Valentine's Day date is unlikely to alter the Sino-US collision course
The China Daily claimed that the visit of Vice-President Xi Jinping to the US next week will help to set relations between the two powers on a better track, and cited 'experts' who expressed the hope that the visit 'will help China-US ties fly clear of US election year turbulence'.
Xi will meet President Barack Obama in the White House on Tuesday, St Valentine's Day. Unfortunately, neither the US nor Chinese leaders have the luxury for political lovers' trysts. The best hope is that Obama and China's leader-in-waiting will realise some personal chemistry and understand that they must take their countries away from their impending collision course. And then pray that Americans are wise enough not to elect a Republican as president in November.
It is not merely that the timing is awkward and militates against a constructive outcome. There is something wrong with the political structures in both countries and in the international system, such as it is, that wastes so much time, money and energy on such meetings, but handicaps them so that they cannot achieve results.
The China Daily correctly outlines some of the problems on the American side of the relationship, noting that 'China bashing is becoming ever more frequent in this election year'. Obama used his state-of-the-union address to single out China for alleged unfair trade practices and, even before that, had angered Beijing by his demarches in defence policy with plans for a beefed-up presence in Asia.
The newspaper also understands that, if Obama makes life tough for China, the Republicans would probably be worse. Mitt Romney, still the Republican front runner, has 'pledged to 'clamp down' on Beijing as a currency manipulator and has openly threatened a trade war', the China Daily adds. China's deputy foreign minister Cui Tiankai correctly remarked this week that there is a 'trust deficit' between the two countries.
The China Daily conveniently forgets that the faults are not all on the American side. There are the long-standing controversial issues such as Beijing's manipulation of the renminbi, theft of intellectual property and industrial espionage, support for North Korea and shelter for Pyongyang's and Tehran's nuclear programmes, its defence of rogue regimes and domestic crackdown on dissent. On top of all that, China has recently become more protective of its rights as a great civilisation and a great power.
Deng Xiaoping's foreign policy dictum to 'keep a low profile and achieve something' was quietly modified in 2009 by President Hu Jintao. At the end of December - according to M.Taylor Fravel of MIT - General Ma Xiaotian, deputy chief of the general staff of the PLA, made a speech reported in the official paper of the PLA giving the reformulated version that China should 'uphold keeping a low profile and actively achieve something', a subtle but important change in the wording. It is an important underpinning for Beijing's more muscular foreign policy.

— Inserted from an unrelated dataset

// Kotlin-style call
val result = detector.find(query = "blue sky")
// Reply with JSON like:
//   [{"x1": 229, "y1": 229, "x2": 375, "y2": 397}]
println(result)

Assertive academics and businessmen, who believe China should not be kicked around or allow the West to dictate the terms of the diplomatic, political or economic debate, have raised the low profile. Hu himself has complained that 'international hostile forces are intensifying the strategic plot of westernising and dividing China, and ideological and cultural fields are the focal areas of their long-term infiltration'.
Chinese commentators complain that Obama's renewed assertion that the US is a Pacific power and switch of defence capabilities to the Asia-Pacific region are part of a plot to encircle China and the opening shots of a new cold war.
All this means China and the US are on a potential collision course, even without Beijing joining Russia in a veto to prevent UN measures against the pariah regime of Bashar al-Assad in Syria. The red rag before Beijing was clearly the suggestion of regime change in Damascus, even though that was deleted from the final watered-down resolution that failed because of the vetoes.
The veto was a sign of things to come. A more assertive China with growing worldwide interests will have to consider fully fledged military bases to protect the supply and passage of its own trade and the safety of its people working abroad.
Cui claimed the Sino-US relationship is 'too big to fail'; but now is not an easy time to fix it. Who knows whether Obama will be in the White House next year? Romney has promised to 'insist on a military so powerful that no one would ever think of challenging it'.
China itself is in an election year. Although Xi is president-in-waiting, there is still unsettled business, including the make-up of the Politburo Standing Committee, with disputes still active, as can be seen in this week's events in Chongqing .
Xi has a reputation of being more open and affable than the apparatchik Hu, but China's new fifth generation leaders will probably be consensus-driven, especially given the tensions between the elitists or 'princelings' and the populists. In 2009, in Mexico, Xi was goaded to complain about 'a few foreigners, with full bellies, who have nothing better to do than try to point fingers at our country ... China does not export revolution, hunger or poverty; nor does China cause you any headaches. What else do you want?'
May you live in interesting times: Obama and Xi will want to remember those words.